As described above, the concentration of low titer fermentation broth using reverse osmosis or an extraction solvent is economically unsuitable because a large amount of energy is consumed or the extraction solvent is expensive. However, the method of concentrating a fermentation broth using forward osmosis according to the present invention can maximize the concentration of the fermentation broth while minimizing energy consumption and operating cost, and thus can contribute to the industrialization of new technology.

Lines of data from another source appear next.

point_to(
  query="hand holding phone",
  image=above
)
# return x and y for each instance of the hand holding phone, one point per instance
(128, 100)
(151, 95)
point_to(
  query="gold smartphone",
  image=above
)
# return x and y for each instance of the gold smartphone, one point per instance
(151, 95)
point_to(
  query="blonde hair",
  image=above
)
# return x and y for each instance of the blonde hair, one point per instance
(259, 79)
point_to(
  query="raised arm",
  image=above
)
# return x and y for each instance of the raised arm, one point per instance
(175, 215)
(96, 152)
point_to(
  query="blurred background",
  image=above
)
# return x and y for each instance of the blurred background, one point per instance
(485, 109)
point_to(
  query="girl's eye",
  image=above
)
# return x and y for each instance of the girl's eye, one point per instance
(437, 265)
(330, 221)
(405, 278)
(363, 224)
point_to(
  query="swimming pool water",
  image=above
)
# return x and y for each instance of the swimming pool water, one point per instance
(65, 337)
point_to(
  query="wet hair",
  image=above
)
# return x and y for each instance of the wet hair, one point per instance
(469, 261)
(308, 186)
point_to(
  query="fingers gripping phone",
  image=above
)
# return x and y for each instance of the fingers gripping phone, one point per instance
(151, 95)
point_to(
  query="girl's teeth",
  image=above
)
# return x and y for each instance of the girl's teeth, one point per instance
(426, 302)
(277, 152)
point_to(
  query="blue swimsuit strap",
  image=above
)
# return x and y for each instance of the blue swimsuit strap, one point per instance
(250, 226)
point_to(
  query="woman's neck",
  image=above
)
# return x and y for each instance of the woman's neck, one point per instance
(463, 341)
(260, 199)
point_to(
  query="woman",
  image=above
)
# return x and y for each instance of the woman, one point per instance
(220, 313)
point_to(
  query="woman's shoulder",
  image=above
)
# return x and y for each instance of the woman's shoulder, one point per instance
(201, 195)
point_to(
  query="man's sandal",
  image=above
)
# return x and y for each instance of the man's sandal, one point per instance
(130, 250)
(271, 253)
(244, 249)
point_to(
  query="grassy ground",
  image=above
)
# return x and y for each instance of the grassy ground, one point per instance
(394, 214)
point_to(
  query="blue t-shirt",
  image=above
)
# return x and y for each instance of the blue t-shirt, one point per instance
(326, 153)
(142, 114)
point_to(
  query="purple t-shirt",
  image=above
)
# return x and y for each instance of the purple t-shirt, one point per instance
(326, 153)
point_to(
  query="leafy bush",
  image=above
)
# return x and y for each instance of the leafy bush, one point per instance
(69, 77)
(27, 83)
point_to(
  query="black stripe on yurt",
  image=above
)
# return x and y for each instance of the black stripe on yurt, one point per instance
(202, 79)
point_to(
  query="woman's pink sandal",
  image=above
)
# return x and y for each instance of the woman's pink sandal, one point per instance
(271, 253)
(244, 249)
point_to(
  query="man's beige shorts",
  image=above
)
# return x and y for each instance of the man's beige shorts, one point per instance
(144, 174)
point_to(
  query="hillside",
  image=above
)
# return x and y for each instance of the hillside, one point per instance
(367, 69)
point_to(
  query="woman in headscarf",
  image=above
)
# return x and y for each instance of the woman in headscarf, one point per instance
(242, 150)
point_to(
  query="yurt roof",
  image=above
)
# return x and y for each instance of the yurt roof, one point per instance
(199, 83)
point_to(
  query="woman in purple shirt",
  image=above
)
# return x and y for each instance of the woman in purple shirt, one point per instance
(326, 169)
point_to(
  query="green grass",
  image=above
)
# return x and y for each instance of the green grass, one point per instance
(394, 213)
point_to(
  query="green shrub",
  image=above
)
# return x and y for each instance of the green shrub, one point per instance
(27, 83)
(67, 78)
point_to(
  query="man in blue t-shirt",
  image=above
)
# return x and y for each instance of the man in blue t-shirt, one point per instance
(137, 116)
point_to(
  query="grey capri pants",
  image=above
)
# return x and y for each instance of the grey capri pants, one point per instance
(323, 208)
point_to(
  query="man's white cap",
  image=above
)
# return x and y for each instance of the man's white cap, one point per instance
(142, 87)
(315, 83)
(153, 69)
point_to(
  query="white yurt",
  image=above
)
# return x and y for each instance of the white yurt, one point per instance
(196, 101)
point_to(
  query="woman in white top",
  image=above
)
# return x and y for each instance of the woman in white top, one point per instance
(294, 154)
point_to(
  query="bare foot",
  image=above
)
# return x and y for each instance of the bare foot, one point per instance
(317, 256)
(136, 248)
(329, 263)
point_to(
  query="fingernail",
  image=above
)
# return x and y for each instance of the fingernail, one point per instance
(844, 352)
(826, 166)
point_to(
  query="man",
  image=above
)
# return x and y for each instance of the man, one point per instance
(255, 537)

Although the present invention has been described in detail with reference to the specific features, it will be apparent to those skilled in the art that this description is only for a preferred embodiment and does not limit the scope of the present invention. Thus, the substantial scope of the present invention will be defined by the appended claims and equivalents thereof.

In addition, a person skilled in the art will appreciate that, in addition to NaCl, ammonia carbamate may be used in the draw chamber, and that, in addition to the embodiment employing the difference in osmotic pressure between the two chamber, embodiments employing the change in pressure by external pressure (ΔP), and changes in pH and temperatures, will also be preferable.